I am 45 years old and want to build a corpus of Rs 2.5 crore in the next 10 years for my retirement with the following monthly SIPs which I have started recently. I invest Rs 10,000 each in DSP BlackRock Top 100 Regular, Reliance Regular Saving Equity and HDFC Prudence, Rs 20,000 in Reliance Regular Saving Fund-Balanced and Rs15,000 each in Birla Sun Life Dividend Yield Plus and HDFC Top 200. Please suggest modifications for my portfolio, if any. Should I add Franklin Bluechip fund in place of Reliance Regular Saving Fund-Equity to make my portfolio more oriented towards large caps?
—Swamy
You are investing Rs 80,000 per month in a portfolio containing six funds. For your corpus to grow to Rs 2.5 crore in 10 years, you need the investments to grow at a compounded annual growth rate of 17%. That is a high rate of expected annual return for this period. Though it is possible, but the equity markets in India would have to replicate the performance of the last decade in the next 10 years to achieve the figure. If you can increase your savings to Rs 95,000 per month, you would stand a much better chance of reaching your target.

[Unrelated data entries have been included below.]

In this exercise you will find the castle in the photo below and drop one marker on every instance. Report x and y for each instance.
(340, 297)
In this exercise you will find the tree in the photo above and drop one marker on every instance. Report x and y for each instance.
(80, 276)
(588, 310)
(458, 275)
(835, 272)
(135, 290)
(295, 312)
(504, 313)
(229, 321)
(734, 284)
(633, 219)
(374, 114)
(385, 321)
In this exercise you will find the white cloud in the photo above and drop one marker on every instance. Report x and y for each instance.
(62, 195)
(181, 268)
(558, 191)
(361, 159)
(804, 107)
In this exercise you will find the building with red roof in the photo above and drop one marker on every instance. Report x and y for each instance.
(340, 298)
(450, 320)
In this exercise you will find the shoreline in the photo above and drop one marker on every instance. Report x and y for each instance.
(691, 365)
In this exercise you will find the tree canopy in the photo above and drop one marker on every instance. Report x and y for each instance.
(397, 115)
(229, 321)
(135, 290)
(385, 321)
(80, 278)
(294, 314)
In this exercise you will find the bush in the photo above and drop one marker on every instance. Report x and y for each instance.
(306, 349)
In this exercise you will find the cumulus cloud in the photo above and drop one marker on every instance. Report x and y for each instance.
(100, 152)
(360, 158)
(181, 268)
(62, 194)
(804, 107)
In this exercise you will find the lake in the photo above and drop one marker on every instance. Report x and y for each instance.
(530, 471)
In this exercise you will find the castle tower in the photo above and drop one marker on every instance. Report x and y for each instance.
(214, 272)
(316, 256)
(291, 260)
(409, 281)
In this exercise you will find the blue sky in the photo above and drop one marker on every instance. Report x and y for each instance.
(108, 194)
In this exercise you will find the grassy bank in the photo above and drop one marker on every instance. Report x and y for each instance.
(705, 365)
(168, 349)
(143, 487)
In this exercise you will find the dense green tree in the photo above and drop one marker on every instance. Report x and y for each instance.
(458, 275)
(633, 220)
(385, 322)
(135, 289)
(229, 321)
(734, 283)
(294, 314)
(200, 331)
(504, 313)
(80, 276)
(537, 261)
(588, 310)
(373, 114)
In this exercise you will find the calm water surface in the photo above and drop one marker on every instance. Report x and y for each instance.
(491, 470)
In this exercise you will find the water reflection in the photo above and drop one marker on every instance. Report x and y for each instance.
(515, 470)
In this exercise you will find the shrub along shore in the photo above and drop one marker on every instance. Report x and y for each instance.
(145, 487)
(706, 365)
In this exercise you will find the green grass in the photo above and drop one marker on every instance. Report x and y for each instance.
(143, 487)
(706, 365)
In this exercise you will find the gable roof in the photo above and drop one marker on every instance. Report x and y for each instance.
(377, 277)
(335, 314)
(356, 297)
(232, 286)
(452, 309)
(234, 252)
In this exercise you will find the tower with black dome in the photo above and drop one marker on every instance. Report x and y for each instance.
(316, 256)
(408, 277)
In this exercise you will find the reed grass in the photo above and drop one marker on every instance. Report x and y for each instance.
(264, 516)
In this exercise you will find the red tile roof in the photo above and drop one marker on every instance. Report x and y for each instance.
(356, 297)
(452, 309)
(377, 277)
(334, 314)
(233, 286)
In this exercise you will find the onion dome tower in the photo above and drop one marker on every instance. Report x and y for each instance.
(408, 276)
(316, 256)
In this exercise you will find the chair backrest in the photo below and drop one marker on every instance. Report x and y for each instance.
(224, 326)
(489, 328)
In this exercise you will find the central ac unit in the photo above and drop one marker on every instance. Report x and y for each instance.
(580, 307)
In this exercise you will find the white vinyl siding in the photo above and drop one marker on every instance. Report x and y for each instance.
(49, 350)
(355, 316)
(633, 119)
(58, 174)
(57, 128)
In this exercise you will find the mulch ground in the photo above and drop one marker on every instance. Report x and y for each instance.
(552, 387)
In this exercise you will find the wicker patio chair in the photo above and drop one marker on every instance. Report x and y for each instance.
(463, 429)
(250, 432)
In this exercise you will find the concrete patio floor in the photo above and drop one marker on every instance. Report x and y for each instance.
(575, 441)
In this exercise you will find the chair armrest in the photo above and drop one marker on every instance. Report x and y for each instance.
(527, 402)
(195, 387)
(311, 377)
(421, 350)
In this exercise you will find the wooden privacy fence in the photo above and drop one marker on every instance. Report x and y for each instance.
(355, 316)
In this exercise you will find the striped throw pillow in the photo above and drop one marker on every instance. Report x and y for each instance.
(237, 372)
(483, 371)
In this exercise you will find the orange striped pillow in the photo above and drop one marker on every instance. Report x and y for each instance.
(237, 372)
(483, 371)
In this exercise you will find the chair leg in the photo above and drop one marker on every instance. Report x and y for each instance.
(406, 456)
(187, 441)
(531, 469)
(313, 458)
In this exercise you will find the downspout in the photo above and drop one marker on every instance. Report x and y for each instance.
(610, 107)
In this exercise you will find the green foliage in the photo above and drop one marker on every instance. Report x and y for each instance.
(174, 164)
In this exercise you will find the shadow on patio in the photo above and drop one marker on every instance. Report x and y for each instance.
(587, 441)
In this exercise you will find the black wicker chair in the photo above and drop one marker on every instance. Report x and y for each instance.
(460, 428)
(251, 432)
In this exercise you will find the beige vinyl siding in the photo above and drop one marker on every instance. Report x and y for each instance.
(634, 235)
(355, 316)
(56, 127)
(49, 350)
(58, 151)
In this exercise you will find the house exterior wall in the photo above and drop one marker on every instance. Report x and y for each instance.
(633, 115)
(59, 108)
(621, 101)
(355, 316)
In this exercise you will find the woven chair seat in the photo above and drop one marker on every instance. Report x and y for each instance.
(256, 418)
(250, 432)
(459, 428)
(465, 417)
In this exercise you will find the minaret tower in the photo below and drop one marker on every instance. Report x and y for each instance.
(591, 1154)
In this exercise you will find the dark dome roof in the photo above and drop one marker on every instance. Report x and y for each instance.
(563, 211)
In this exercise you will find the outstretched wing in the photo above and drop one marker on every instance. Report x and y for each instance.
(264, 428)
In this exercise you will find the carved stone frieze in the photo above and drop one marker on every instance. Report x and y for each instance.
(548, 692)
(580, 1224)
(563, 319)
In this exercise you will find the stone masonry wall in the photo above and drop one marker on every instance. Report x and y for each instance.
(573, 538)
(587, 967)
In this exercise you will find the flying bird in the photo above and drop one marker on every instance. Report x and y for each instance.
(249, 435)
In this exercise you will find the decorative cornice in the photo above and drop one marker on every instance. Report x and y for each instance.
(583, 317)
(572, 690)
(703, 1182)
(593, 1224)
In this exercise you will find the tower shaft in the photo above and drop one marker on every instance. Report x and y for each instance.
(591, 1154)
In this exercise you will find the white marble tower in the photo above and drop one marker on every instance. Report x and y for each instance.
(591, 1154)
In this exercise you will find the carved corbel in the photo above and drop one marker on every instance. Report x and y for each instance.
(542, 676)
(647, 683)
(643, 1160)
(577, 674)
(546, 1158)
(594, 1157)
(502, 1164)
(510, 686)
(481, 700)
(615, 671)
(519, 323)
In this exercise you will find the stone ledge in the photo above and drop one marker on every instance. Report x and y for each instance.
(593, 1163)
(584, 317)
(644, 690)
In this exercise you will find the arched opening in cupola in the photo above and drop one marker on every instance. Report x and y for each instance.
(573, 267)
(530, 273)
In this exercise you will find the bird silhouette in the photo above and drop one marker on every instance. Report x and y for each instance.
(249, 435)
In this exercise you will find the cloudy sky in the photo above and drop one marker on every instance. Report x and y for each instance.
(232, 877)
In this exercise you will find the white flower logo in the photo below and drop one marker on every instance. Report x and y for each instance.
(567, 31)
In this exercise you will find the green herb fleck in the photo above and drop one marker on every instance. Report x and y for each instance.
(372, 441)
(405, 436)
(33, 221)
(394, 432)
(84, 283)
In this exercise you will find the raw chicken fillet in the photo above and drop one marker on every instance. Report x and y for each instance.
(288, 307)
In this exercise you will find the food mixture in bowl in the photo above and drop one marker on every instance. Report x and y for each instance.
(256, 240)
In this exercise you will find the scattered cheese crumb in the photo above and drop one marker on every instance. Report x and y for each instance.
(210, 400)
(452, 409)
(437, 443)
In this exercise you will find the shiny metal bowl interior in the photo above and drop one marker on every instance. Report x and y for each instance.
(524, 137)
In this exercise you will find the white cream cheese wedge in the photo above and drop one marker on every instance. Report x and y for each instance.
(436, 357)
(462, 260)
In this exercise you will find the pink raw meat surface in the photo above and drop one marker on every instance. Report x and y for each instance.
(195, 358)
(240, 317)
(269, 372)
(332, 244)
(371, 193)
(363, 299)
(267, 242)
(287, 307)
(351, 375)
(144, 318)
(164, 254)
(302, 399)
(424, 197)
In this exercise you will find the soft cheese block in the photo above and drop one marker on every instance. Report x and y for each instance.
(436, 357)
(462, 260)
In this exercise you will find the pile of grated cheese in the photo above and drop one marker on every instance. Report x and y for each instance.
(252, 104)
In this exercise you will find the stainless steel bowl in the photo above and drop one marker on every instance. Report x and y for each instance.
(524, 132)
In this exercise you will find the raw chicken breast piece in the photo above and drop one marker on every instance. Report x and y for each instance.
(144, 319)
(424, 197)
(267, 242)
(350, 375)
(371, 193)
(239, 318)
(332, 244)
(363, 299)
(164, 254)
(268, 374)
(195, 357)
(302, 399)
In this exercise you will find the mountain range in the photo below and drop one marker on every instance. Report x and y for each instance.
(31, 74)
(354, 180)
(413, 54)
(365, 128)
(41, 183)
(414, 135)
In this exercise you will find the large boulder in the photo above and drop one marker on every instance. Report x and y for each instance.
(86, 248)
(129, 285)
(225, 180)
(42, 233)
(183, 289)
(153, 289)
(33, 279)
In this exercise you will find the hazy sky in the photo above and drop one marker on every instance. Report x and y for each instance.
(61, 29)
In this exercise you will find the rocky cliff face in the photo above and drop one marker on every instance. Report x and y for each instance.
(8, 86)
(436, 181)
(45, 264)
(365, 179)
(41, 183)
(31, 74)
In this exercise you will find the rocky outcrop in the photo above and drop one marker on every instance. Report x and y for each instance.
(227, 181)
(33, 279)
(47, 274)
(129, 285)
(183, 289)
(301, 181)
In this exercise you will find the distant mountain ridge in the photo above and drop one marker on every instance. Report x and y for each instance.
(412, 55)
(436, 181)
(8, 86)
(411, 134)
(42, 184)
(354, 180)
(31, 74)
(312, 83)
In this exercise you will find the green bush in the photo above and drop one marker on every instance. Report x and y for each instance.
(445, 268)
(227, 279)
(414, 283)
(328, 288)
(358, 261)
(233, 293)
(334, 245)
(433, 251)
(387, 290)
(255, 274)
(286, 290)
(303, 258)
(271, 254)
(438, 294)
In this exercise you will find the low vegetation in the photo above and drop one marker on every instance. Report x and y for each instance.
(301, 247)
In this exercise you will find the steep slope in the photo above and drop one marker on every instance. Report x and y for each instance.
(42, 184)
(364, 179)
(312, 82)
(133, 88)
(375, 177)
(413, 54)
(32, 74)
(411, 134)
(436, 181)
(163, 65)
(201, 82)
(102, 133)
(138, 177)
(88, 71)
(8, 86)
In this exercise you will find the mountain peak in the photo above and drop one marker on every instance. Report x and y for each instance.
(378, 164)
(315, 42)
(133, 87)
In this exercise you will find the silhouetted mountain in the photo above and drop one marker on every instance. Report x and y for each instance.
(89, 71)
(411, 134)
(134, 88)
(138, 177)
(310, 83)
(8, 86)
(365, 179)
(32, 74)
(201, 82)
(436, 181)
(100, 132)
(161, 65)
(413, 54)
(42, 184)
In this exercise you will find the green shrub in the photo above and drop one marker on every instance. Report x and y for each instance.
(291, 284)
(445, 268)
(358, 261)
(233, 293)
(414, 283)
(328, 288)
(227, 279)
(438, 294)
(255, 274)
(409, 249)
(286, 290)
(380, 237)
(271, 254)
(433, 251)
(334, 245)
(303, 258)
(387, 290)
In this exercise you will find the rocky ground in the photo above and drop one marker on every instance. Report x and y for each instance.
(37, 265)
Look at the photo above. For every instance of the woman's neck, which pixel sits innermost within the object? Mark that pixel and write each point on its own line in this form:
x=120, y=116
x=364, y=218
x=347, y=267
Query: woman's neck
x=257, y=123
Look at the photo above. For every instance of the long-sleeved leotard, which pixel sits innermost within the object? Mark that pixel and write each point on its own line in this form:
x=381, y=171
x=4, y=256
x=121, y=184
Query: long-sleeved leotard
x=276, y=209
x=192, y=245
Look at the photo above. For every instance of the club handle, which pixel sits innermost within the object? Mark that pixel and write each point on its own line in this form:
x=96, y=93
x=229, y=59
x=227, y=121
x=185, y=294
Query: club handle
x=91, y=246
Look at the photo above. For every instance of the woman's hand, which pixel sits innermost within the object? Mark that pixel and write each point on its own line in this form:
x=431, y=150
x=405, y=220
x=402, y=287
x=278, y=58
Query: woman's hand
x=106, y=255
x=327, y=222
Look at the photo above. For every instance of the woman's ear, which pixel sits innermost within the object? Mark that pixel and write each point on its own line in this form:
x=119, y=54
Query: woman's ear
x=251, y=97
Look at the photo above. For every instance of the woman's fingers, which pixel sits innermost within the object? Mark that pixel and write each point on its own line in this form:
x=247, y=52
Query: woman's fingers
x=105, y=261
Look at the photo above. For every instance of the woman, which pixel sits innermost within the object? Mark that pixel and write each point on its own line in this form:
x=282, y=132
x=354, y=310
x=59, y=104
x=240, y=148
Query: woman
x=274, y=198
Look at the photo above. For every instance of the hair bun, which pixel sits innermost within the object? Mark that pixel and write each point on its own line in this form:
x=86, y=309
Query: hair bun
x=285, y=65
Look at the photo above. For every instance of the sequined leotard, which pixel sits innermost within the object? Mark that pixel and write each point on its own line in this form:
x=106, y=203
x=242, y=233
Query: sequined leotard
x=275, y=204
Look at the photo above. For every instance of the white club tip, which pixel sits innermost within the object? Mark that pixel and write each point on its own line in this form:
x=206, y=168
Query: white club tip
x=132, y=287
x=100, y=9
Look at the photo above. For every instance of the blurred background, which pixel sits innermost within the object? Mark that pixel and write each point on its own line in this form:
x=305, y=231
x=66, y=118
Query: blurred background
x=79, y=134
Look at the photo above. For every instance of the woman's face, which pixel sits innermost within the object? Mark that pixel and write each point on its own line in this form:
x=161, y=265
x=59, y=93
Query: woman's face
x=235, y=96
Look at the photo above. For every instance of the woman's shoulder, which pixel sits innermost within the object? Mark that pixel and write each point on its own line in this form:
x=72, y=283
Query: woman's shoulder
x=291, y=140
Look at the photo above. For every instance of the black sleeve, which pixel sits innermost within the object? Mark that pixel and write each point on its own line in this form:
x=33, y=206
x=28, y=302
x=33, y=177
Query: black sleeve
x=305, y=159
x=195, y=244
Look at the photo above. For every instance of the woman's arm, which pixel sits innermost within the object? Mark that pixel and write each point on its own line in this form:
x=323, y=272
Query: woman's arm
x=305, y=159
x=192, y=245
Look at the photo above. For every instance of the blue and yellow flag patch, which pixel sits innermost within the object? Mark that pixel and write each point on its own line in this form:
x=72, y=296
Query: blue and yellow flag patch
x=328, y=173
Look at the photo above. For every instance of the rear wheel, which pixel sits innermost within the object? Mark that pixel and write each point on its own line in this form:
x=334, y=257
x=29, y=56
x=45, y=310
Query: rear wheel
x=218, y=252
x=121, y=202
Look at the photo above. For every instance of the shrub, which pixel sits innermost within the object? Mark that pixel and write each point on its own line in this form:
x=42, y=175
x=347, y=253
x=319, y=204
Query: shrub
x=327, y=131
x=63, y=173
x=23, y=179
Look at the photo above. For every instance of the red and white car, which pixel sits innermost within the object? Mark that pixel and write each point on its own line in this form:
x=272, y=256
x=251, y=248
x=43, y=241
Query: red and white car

As far as your portfolio is concerned, about 50% of your investments are already in the large-cap space. Although only fund classified as pure large-cap is DSP BlackRock Top 100, there are other funds that are large-cap or multi-cap oriented and have healthy large-cap holdings. Given your long-term outlook and aggressive returns requirement, you might redirect one of your balanced fund investment towards a mid-cap oriented fund such as HDFC Mid-cap Opportunities.